L'évolution de l'industrie de la construction vers le développement de bâtiments et d’infrastructures plus durables transforme aujourd’hui la manière de concevoir, réaliser et exploiter les ouvrages. Les objectifs liés à la réduction des émissions de carbone, à l’efficacité énergétique, à la résilience climatique et à la responsabilité environnementale imposent de nouvelles façons d’encadrer la performance des projets, de la conception à l’exploitation.

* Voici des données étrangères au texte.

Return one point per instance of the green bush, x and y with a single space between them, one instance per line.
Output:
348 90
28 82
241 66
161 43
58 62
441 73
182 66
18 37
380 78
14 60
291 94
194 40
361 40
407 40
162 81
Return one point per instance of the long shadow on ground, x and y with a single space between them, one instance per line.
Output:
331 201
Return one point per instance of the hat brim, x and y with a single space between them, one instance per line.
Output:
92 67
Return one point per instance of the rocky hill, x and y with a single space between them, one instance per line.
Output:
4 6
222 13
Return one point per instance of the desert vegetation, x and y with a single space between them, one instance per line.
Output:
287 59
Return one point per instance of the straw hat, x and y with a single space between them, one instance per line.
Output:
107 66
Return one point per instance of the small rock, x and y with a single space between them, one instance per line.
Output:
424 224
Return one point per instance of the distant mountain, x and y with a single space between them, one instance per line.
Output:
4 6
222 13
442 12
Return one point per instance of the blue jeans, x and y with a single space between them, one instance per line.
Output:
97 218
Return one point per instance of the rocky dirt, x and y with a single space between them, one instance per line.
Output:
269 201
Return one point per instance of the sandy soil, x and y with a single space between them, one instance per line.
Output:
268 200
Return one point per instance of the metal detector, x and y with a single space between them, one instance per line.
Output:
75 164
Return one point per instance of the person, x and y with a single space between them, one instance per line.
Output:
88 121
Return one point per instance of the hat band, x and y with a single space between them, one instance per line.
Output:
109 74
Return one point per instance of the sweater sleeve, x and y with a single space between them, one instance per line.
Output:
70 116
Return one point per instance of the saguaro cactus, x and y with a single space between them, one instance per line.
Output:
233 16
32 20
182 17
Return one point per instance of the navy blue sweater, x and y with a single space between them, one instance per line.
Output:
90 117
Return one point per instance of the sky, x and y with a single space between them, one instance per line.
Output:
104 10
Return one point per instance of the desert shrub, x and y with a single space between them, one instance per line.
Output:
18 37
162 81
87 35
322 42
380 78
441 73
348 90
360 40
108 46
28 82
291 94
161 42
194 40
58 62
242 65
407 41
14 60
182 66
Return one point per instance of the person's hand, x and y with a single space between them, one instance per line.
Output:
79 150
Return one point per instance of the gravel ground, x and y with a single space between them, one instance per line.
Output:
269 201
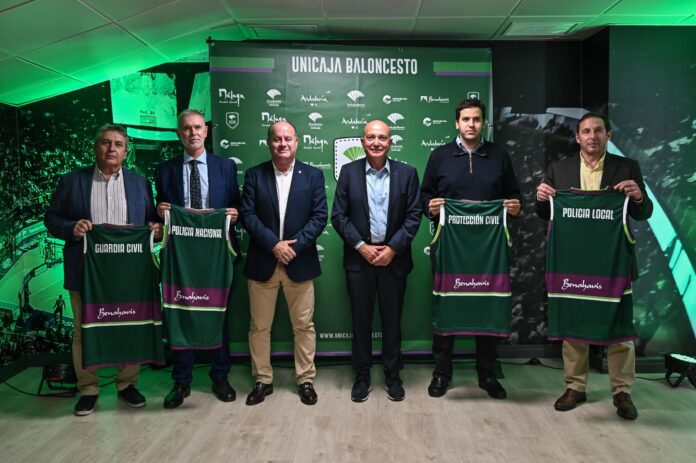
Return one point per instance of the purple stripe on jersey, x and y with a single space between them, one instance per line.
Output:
592 342
97 366
471 333
472 283
122 312
587 285
195 297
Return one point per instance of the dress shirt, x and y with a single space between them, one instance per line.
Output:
202 173
283 182
108 198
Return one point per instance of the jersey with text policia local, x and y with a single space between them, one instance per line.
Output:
197 259
122 316
588 268
471 286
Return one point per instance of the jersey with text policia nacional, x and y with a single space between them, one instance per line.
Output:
471 286
122 316
588 268
197 268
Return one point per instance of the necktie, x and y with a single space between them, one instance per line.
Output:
195 186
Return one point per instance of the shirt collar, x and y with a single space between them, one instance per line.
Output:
203 158
600 164
461 146
287 172
369 168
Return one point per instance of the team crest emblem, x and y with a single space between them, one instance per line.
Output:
232 120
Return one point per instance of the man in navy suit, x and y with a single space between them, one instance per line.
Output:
103 193
199 180
376 211
284 211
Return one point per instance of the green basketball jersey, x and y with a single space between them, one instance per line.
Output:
122 316
471 285
197 271
588 268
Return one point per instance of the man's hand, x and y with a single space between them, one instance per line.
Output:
81 227
544 192
434 206
283 251
385 256
369 252
157 227
161 207
631 189
513 206
232 212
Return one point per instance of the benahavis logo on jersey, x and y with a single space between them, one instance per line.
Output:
428 121
346 150
311 142
229 97
232 120
268 119
396 146
314 121
273 100
354 95
394 118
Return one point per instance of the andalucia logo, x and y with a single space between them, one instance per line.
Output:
346 150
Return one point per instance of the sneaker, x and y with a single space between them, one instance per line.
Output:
131 397
85 405
395 390
360 391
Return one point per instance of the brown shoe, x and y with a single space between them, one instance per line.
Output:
569 400
624 406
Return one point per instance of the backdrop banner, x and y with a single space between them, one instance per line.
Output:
329 93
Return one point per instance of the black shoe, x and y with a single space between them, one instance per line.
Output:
85 405
224 391
131 397
177 395
438 386
259 393
395 390
624 406
360 391
308 395
493 388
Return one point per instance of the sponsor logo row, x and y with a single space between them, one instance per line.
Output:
353 99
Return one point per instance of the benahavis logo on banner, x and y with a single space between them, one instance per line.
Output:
346 150
273 100
229 97
232 120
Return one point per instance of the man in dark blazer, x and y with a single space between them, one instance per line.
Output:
376 211
595 169
200 180
104 192
284 211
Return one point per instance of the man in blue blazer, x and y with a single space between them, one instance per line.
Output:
284 211
200 180
376 211
103 193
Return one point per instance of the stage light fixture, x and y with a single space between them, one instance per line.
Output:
683 365
62 374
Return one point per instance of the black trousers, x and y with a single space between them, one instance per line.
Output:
486 356
389 290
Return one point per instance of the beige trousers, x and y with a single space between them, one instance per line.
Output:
621 359
88 381
262 301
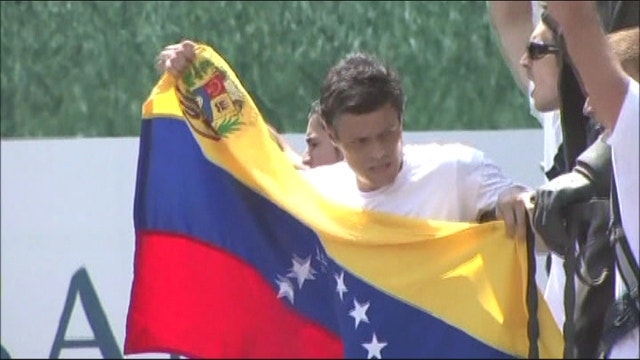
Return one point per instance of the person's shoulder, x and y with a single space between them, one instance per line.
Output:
452 152
324 172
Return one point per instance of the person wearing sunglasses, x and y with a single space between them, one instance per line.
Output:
614 98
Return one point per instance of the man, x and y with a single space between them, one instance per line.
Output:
362 105
614 101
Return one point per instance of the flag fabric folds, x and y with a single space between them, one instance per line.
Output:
238 256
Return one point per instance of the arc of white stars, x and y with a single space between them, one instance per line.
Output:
285 288
359 312
374 348
301 270
340 286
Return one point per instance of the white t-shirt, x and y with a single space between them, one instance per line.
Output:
552 137
450 182
626 167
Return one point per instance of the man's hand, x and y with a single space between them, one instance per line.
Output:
176 58
551 204
512 209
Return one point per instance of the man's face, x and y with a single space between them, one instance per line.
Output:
320 150
543 72
371 144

Dans ce contexte, les certifications en bâtiments et infrastructures durables constituent des cadres de référence permettant de traduire des ambitions environnementales en exigences concrètes et mesurables. Des programmes comme LEED, Bâtiment à carbone zéro, Passivhaus, ou Envision établissent des stratégies, des critères de performance et des processus de validation qui permettent de reconnaître les projets répondant à des objectifs élevés de durabilité.

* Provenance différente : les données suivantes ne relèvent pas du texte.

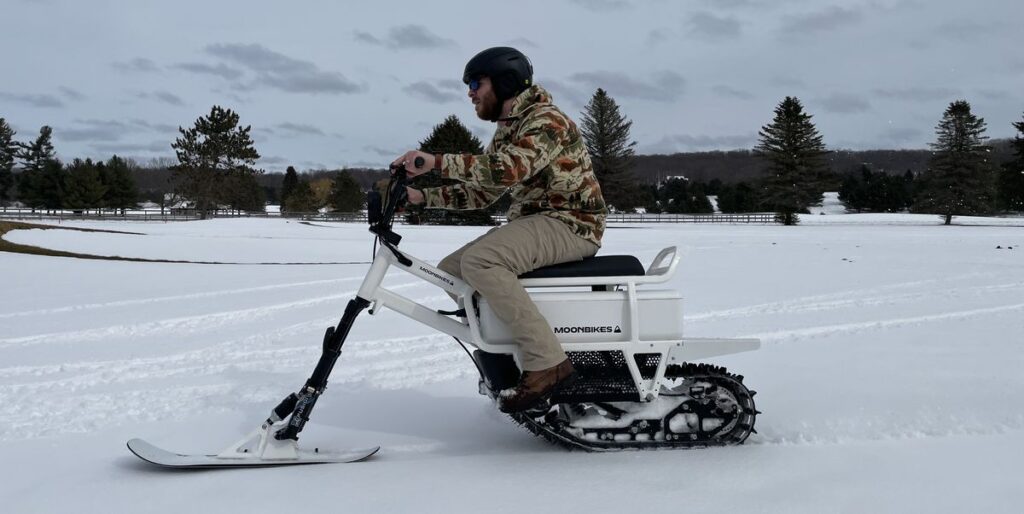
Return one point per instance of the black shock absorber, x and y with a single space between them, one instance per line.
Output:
305 399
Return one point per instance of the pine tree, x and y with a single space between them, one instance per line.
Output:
795 153
210 154
243 193
1012 175
83 186
288 185
606 133
678 196
121 190
302 199
960 179
346 196
451 136
8 152
740 197
38 171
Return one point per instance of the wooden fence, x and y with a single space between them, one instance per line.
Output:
358 217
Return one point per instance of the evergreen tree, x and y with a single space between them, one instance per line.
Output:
288 185
1012 175
243 193
606 133
8 152
738 198
210 154
83 186
795 153
39 182
960 179
346 196
121 190
678 196
302 199
52 185
451 136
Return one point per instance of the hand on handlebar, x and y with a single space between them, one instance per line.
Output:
416 163
414 197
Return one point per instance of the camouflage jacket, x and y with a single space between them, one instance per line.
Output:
541 158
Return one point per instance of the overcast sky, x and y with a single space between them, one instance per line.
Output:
327 84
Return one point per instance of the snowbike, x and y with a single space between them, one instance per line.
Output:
635 386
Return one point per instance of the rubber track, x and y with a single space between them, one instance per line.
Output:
716 374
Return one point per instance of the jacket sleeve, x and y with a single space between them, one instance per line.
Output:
538 143
461 197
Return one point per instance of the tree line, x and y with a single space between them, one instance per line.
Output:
45 182
785 172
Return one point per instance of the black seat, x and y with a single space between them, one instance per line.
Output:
605 265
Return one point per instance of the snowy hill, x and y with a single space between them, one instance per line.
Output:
889 379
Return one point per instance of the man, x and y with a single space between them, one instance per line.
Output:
557 213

Ces programmes imposent souvent des stratégies conceptuelles à développer (par exemple, l’infiltration des eaux pluviales), des matériaux à sélectionner (par exemple, le béton à contenu recyclé) et des performances minimales à atteindre (par exemple, l’efficacité énergétique), sans quoi la certification ne peut tout simplement pas être obtenue, ni le projet reconnu comme durable et responsable.
Je considère que les stratégies, critères et processus requis pour obtenir ces certifications sont d’excellents outils pour orienter le travail dès les premières étapes des projets. Pour les ingénieurs, ces référentiels représentent des leviers concrets pour optimiser la conception, stimuler l’innovation et démontrer la performance des solutions proposées. Pour les donneurs d’ouvrage, ils deviennent des outils de planification, de suivi et de reddition de comptes soutenant leurs engagements en matière de responsabilité environnementale, sociale et de gouvernance (ESG).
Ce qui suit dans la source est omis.